A cruz lança uma sombra sobre a vida de Jesus, e sua morte é o centro de sua missão. Jesus tinha plena consciência de que sua vida toda era voltada para sua morte. Por quê? Porque a morte de Jesus representaria a salvação dos homens. Era preciso que o Filho do Homem sofresse muitas coisas, fosse rejeitado pelos anciãos, pelos principais sacerdotes e pelos escribas, fosse morto e que, depois de três dias, ressuscitasse (Mc 8,31).

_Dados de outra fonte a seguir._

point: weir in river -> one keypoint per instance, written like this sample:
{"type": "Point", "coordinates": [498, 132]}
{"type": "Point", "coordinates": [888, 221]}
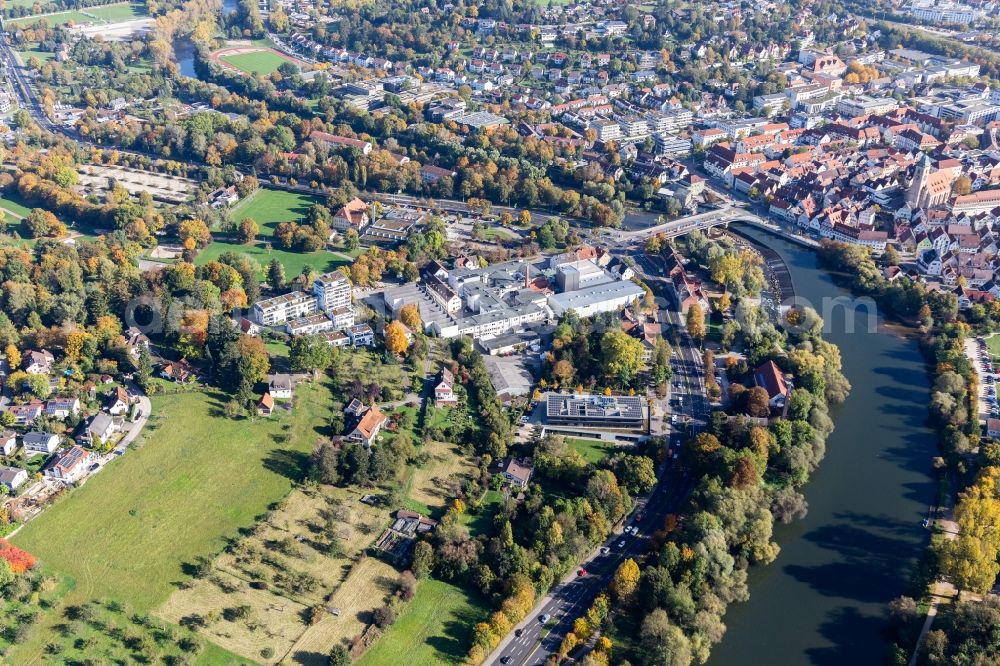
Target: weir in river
{"type": "Point", "coordinates": [823, 600]}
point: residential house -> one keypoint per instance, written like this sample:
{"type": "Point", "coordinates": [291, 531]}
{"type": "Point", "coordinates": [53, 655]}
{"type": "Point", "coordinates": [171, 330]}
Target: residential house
{"type": "Point", "coordinates": [177, 371]}
{"type": "Point", "coordinates": [102, 427]}
{"type": "Point", "coordinates": [12, 477]}
{"type": "Point", "coordinates": [40, 442]}
{"type": "Point", "coordinates": [769, 377]}
{"type": "Point", "coordinates": [266, 405]}
{"type": "Point", "coordinates": [368, 426]}
{"type": "Point", "coordinates": [26, 414]}
{"type": "Point", "coordinates": [38, 362]}
{"type": "Point", "coordinates": [135, 340]}
{"type": "Point", "coordinates": [281, 386]}
{"type": "Point", "coordinates": [61, 408]}
{"type": "Point", "coordinates": [444, 390]}
{"type": "Point", "coordinates": [517, 471]}
{"type": "Point", "coordinates": [361, 335]}
{"type": "Point", "coordinates": [8, 442]}
{"type": "Point", "coordinates": [118, 402]}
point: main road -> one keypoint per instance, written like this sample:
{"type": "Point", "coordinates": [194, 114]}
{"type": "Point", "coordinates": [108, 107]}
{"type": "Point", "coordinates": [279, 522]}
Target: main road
{"type": "Point", "coordinates": [531, 642]}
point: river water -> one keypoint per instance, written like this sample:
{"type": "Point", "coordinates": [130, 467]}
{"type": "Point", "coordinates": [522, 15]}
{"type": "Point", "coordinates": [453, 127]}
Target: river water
{"type": "Point", "coordinates": [823, 600]}
{"type": "Point", "coordinates": [184, 47]}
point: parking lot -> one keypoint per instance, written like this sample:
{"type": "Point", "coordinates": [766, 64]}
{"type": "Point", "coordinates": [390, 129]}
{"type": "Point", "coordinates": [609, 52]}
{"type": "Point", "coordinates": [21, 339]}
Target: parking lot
{"type": "Point", "coordinates": [978, 354]}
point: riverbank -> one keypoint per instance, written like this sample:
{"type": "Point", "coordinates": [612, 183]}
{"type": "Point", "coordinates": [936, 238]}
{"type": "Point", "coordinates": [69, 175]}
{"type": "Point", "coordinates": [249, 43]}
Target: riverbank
{"type": "Point", "coordinates": [854, 551]}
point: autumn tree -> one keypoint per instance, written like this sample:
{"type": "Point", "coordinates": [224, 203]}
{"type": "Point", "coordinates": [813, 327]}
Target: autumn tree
{"type": "Point", "coordinates": [622, 355]}
{"type": "Point", "coordinates": [757, 402]}
{"type": "Point", "coordinates": [193, 233]}
{"type": "Point", "coordinates": [409, 314]}
{"type": "Point", "coordinates": [626, 579]}
{"type": "Point", "coordinates": [13, 356]}
{"type": "Point", "coordinates": [970, 559]}
{"type": "Point", "coordinates": [395, 338]}
{"type": "Point", "coordinates": [696, 322]}
{"type": "Point", "coordinates": [276, 275]}
{"type": "Point", "coordinates": [247, 231]}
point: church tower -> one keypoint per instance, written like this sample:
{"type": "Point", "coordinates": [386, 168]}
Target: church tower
{"type": "Point", "coordinates": [916, 194]}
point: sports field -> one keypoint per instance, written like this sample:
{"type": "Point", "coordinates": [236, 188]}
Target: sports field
{"type": "Point", "coordinates": [132, 531]}
{"type": "Point", "coordinates": [255, 61]}
{"type": "Point", "coordinates": [267, 208]}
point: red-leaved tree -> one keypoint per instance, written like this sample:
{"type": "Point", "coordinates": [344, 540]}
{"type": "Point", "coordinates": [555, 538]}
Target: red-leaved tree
{"type": "Point", "coordinates": [19, 560]}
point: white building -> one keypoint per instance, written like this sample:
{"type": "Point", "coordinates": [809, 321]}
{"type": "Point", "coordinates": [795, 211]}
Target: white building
{"type": "Point", "coordinates": [332, 291]}
{"type": "Point", "coordinates": [589, 301]}
{"type": "Point", "coordinates": [278, 310]}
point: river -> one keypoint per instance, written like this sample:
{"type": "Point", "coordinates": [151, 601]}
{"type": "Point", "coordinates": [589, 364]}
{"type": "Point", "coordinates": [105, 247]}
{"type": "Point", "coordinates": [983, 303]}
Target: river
{"type": "Point", "coordinates": [184, 47]}
{"type": "Point", "coordinates": [823, 600]}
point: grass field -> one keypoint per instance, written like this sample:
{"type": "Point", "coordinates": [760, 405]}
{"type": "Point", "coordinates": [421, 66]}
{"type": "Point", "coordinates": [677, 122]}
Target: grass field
{"type": "Point", "coordinates": [43, 56]}
{"type": "Point", "coordinates": [287, 545]}
{"type": "Point", "coordinates": [90, 15]}
{"type": "Point", "coordinates": [131, 531]}
{"type": "Point", "coordinates": [592, 450]}
{"type": "Point", "coordinates": [257, 62]}
{"type": "Point", "coordinates": [268, 208]}
{"type": "Point", "coordinates": [441, 477]}
{"type": "Point", "coordinates": [434, 628]}
{"type": "Point", "coordinates": [993, 345]}
{"type": "Point", "coordinates": [366, 588]}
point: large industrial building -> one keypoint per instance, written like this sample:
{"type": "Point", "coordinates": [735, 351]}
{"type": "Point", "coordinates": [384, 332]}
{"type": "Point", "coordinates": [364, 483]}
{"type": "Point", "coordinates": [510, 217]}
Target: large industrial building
{"type": "Point", "coordinates": [496, 300]}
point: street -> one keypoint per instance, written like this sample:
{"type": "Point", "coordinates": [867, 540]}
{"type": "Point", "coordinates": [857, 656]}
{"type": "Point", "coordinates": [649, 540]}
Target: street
{"type": "Point", "coordinates": [531, 642]}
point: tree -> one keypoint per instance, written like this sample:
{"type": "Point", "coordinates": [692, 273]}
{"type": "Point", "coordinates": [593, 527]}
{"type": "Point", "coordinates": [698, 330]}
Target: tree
{"type": "Point", "coordinates": [41, 223]}
{"type": "Point", "coordinates": [962, 185]}
{"type": "Point", "coordinates": [395, 338]}
{"type": "Point", "coordinates": [626, 579]}
{"type": "Point", "coordinates": [248, 231]}
{"type": "Point", "coordinates": [696, 322]}
{"type": "Point", "coordinates": [423, 559]}
{"type": "Point", "coordinates": [758, 402]}
{"type": "Point", "coordinates": [250, 363]}
{"type": "Point", "coordinates": [636, 473]}
{"type": "Point", "coordinates": [194, 233]}
{"type": "Point", "coordinates": [351, 239]}
{"type": "Point", "coordinates": [275, 275]}
{"type": "Point", "coordinates": [309, 353]}
{"type": "Point", "coordinates": [622, 355]}
{"type": "Point", "coordinates": [339, 656]}
{"type": "Point", "coordinates": [13, 357]}
{"type": "Point", "coordinates": [663, 643]}
{"type": "Point", "coordinates": [409, 314]}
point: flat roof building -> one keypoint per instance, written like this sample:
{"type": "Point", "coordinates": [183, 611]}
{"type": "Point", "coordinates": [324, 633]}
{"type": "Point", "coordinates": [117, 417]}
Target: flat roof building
{"type": "Point", "coordinates": [595, 411]}
{"type": "Point", "coordinates": [599, 298]}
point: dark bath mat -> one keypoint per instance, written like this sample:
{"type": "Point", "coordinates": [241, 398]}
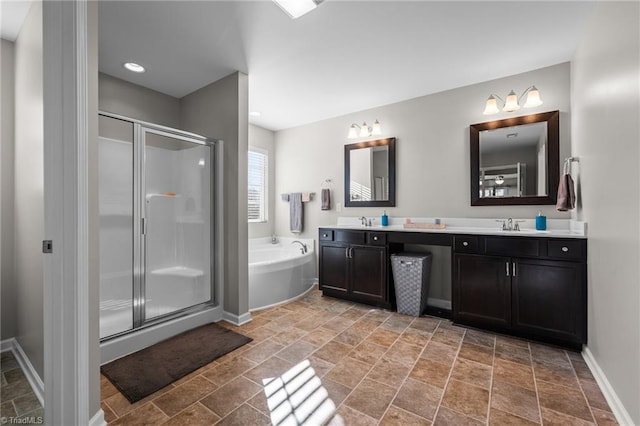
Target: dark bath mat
{"type": "Point", "coordinates": [142, 373]}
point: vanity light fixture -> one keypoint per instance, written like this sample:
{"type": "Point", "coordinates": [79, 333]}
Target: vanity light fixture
{"type": "Point", "coordinates": [512, 102]}
{"type": "Point", "coordinates": [297, 8]}
{"type": "Point", "coordinates": [132, 66]}
{"type": "Point", "coordinates": [364, 130]}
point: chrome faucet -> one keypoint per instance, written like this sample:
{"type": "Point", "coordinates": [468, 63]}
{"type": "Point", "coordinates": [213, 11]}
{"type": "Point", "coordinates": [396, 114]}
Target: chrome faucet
{"type": "Point", "coordinates": [510, 225]}
{"type": "Point", "coordinates": [303, 248]}
{"type": "Point", "coordinates": [366, 222]}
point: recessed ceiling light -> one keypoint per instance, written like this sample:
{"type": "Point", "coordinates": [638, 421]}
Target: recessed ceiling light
{"type": "Point", "coordinates": [132, 66]}
{"type": "Point", "coordinates": [297, 8]}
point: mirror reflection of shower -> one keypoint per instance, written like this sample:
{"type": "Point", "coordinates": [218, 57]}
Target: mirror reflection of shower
{"type": "Point", "coordinates": [155, 224]}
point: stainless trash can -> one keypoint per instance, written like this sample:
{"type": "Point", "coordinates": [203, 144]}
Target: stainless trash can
{"type": "Point", "coordinates": [411, 278]}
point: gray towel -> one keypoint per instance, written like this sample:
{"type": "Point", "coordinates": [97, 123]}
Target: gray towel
{"type": "Point", "coordinates": [326, 199]}
{"type": "Point", "coordinates": [566, 194]}
{"type": "Point", "coordinates": [295, 212]}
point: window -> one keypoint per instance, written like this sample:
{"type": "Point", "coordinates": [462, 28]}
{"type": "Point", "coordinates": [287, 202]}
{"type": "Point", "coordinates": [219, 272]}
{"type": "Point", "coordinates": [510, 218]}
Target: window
{"type": "Point", "coordinates": [258, 186]}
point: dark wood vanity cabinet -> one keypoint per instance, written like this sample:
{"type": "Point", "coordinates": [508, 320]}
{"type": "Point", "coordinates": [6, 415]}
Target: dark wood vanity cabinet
{"type": "Point", "coordinates": [354, 265]}
{"type": "Point", "coordinates": [533, 287]}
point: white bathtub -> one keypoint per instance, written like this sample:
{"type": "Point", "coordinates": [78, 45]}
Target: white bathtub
{"type": "Point", "coordinates": [279, 273]}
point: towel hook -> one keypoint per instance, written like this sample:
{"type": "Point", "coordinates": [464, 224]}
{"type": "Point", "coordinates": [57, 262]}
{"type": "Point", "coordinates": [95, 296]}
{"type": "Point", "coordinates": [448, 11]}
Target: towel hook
{"type": "Point", "coordinates": [567, 164]}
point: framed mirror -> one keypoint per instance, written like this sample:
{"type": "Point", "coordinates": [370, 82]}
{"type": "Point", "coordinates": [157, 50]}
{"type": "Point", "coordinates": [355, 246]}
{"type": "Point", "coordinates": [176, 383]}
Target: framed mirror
{"type": "Point", "coordinates": [370, 173]}
{"type": "Point", "coordinates": [515, 161]}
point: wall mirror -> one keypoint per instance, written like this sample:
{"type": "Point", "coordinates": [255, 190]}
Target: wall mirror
{"type": "Point", "coordinates": [515, 161]}
{"type": "Point", "coordinates": [370, 173]}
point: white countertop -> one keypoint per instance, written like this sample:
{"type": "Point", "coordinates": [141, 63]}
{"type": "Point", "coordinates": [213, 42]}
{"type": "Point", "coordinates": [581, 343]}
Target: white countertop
{"type": "Point", "coordinates": [556, 228]}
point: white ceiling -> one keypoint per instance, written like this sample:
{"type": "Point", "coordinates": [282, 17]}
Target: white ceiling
{"type": "Point", "coordinates": [343, 57]}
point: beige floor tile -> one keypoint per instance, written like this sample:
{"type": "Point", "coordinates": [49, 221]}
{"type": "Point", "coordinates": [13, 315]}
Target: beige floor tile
{"type": "Point", "coordinates": [230, 396]}
{"type": "Point", "coordinates": [515, 400]}
{"type": "Point", "coordinates": [564, 400]}
{"type": "Point", "coordinates": [349, 372]}
{"type": "Point", "coordinates": [418, 398]}
{"type": "Point", "coordinates": [194, 415]}
{"type": "Point", "coordinates": [448, 417]}
{"type": "Point", "coordinates": [398, 417]}
{"type": "Point", "coordinates": [371, 398]}
{"type": "Point", "coordinates": [466, 399]}
{"type": "Point", "coordinates": [431, 372]}
{"type": "Point", "coordinates": [180, 397]}
{"type": "Point", "coordinates": [472, 372]}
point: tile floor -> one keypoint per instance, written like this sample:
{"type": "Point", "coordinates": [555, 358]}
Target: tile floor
{"type": "Point", "coordinates": [18, 403]}
{"type": "Point", "coordinates": [379, 367]}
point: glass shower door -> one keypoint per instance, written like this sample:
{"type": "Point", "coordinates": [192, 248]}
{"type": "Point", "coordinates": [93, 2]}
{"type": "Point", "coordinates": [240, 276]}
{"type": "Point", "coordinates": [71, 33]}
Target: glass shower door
{"type": "Point", "coordinates": [176, 217]}
{"type": "Point", "coordinates": [116, 219]}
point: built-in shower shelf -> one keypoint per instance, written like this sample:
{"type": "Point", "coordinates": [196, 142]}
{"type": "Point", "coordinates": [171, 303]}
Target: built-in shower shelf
{"type": "Point", "coordinates": [163, 195]}
{"type": "Point", "coordinates": [178, 271]}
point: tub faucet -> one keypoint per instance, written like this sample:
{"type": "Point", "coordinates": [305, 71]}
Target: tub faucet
{"type": "Point", "coordinates": [303, 248]}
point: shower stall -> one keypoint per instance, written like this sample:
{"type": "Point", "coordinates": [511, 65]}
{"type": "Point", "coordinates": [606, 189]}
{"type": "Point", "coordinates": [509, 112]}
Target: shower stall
{"type": "Point", "coordinates": [156, 205]}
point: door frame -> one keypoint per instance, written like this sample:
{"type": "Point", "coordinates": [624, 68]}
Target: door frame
{"type": "Point", "coordinates": [72, 386]}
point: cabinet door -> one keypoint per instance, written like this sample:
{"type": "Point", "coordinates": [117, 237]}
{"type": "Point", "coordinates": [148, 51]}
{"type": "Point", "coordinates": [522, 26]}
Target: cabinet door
{"type": "Point", "coordinates": [549, 299]}
{"type": "Point", "coordinates": [334, 267]}
{"type": "Point", "coordinates": [368, 273]}
{"type": "Point", "coordinates": [482, 290]}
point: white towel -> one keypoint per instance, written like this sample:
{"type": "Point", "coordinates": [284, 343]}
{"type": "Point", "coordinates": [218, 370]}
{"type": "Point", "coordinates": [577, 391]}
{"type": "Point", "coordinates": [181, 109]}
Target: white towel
{"type": "Point", "coordinates": [295, 212]}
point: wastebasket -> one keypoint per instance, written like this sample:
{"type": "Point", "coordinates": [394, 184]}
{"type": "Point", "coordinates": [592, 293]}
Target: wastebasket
{"type": "Point", "coordinates": [411, 278]}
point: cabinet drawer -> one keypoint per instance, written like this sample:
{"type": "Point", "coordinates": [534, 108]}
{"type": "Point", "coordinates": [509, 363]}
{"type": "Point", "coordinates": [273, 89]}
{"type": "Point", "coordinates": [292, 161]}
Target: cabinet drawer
{"type": "Point", "coordinates": [466, 244]}
{"type": "Point", "coordinates": [326, 234]}
{"type": "Point", "coordinates": [566, 249]}
{"type": "Point", "coordinates": [377, 238]}
{"type": "Point", "coordinates": [515, 247]}
{"type": "Point", "coordinates": [353, 237]}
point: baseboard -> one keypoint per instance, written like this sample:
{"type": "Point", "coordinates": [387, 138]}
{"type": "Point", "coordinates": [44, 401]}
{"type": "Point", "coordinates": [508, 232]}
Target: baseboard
{"type": "Point", "coordinates": [98, 419]}
{"type": "Point", "coordinates": [622, 415]}
{"type": "Point", "coordinates": [439, 303]}
{"type": "Point", "coordinates": [37, 385]}
{"type": "Point", "coordinates": [236, 319]}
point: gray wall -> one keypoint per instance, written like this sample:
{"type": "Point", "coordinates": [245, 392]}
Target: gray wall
{"type": "Point", "coordinates": [432, 152]}
{"type": "Point", "coordinates": [220, 110]}
{"type": "Point", "coordinates": [133, 101]}
{"type": "Point", "coordinates": [29, 196]}
{"type": "Point", "coordinates": [7, 287]}
{"type": "Point", "coordinates": [606, 106]}
{"type": "Point", "coordinates": [265, 140]}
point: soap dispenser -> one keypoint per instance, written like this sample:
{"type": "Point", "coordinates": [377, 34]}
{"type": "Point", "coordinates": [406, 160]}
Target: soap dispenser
{"type": "Point", "coordinates": [541, 222]}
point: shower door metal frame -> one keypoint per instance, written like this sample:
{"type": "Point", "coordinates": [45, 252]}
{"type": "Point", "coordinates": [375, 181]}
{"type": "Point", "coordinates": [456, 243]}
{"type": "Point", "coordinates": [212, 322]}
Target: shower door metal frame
{"type": "Point", "coordinates": [139, 199]}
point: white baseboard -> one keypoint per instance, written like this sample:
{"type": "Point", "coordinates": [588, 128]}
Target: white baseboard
{"type": "Point", "coordinates": [622, 415]}
{"type": "Point", "coordinates": [98, 419]}
{"type": "Point", "coordinates": [439, 303]}
{"type": "Point", "coordinates": [237, 319]}
{"type": "Point", "coordinates": [37, 385]}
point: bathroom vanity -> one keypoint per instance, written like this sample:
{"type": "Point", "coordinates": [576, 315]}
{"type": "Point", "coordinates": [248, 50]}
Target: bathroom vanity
{"type": "Point", "coordinates": [530, 284]}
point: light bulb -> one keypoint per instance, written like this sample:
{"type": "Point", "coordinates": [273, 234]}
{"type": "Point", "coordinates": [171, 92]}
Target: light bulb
{"type": "Point", "coordinates": [364, 130]}
{"type": "Point", "coordinates": [533, 98]}
{"type": "Point", "coordinates": [511, 104]}
{"type": "Point", "coordinates": [491, 107]}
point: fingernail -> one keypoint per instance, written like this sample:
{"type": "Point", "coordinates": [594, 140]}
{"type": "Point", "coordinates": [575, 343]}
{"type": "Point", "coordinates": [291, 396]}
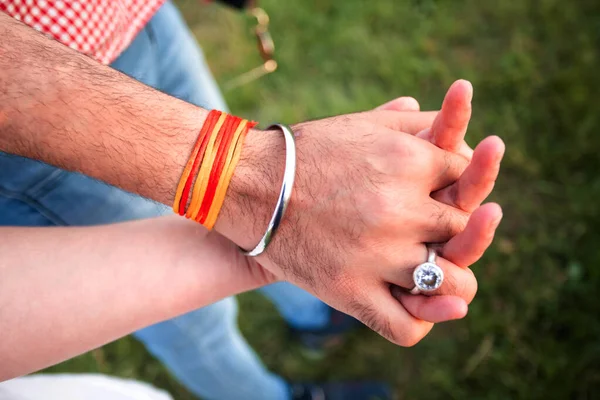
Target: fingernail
{"type": "Point", "coordinates": [496, 221]}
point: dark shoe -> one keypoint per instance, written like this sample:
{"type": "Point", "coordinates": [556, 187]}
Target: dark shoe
{"type": "Point", "coordinates": [315, 341]}
{"type": "Point", "coordinates": [341, 391]}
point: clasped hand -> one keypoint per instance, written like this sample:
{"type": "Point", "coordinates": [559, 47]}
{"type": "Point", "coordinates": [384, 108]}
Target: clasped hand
{"type": "Point", "coordinates": [373, 191]}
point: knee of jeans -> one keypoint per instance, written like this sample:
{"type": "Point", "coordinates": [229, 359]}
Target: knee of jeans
{"type": "Point", "coordinates": [199, 327]}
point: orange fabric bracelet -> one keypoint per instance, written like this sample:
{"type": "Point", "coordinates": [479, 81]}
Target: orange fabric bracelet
{"type": "Point", "coordinates": [205, 168]}
{"type": "Point", "coordinates": [208, 172]}
{"type": "Point", "coordinates": [208, 127]}
{"type": "Point", "coordinates": [219, 166]}
{"type": "Point", "coordinates": [177, 206]}
{"type": "Point", "coordinates": [227, 175]}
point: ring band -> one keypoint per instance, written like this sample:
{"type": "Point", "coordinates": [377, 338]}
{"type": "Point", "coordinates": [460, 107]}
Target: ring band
{"type": "Point", "coordinates": [284, 195]}
{"type": "Point", "coordinates": [428, 276]}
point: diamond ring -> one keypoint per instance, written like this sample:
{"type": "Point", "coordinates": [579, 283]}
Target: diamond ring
{"type": "Point", "coordinates": [427, 276]}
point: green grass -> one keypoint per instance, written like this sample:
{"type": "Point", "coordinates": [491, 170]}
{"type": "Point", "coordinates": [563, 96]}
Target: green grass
{"type": "Point", "coordinates": [533, 332]}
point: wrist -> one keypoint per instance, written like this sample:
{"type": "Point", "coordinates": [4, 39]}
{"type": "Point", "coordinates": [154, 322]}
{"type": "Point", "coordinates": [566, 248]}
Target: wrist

Essa realidade, da vida perfeita de obediência a Deus e morte vicária, está presente nas palavras do anjo: “porque ele salvará o seu povo dos pecados deles”. É por isso que Jesus nasceu, viveu, morreu e ressuscitou.

O nascimento de Jesus tem tudo a ver com sua morte, e a morte de Jesus tem tudo a ver com a vida de quem crê nele. Este é o verdadeiro sentido do Natal. Somente pela morte de Jesus é que “paz, amor, prosperidade e felicidade” fazem sentido

Não podemos jamais perder isso de vista. O nascimento de Jesus tem tudo a ver com sua morte, e a morte de Jesus tem tudo a ver com a vida de quem crê nele. Este é o verdadeiro sentido do Natal. Somente pela morte de Jesus é que “paz, amor, prosperidade e felicidade” fazem sentido. De fato, é isso que ele promete – não em sua ressurreição, mas em sua volta. O shalom de Deus será estabelecido para sempre na volta de Jesus, quando ele trouxer juízo sobre todos quantos não experimentaram a salvação que ele veio trazer em seu nascimento.

Que Deus, em sua graça, nos conceda a compreensão de que o nascimento de Jesus marca o início do cumprimento da promessa de redenção, que atingiu seu ápice no dia de sua morte, na crucificação no Calvário. Que ele nos auxilie a assimilar a mensagem de fé e arrependimento que Jesus trouxe consigo ao inaugurar seu reino, permitindo-nos experimentar a salvação oferecida a todos os pecadores. Que possamos valorizar o imenso sacrifício representado por sua encarnação – ao assumir nossa natureza e humilhar-se. O Criador tornou-se criatura, o Rei fez-se mendigo, empobrecendo-se para que pudéssemos enriquecer. Ele se esvaziou e humilhou a si mesmo, tornando-se obediente até a morte – e morte de cruz (Fp 2,7).

Esse é o verdadeiro sentido do Natal: Deus veio a este mundo para salvar pecadores.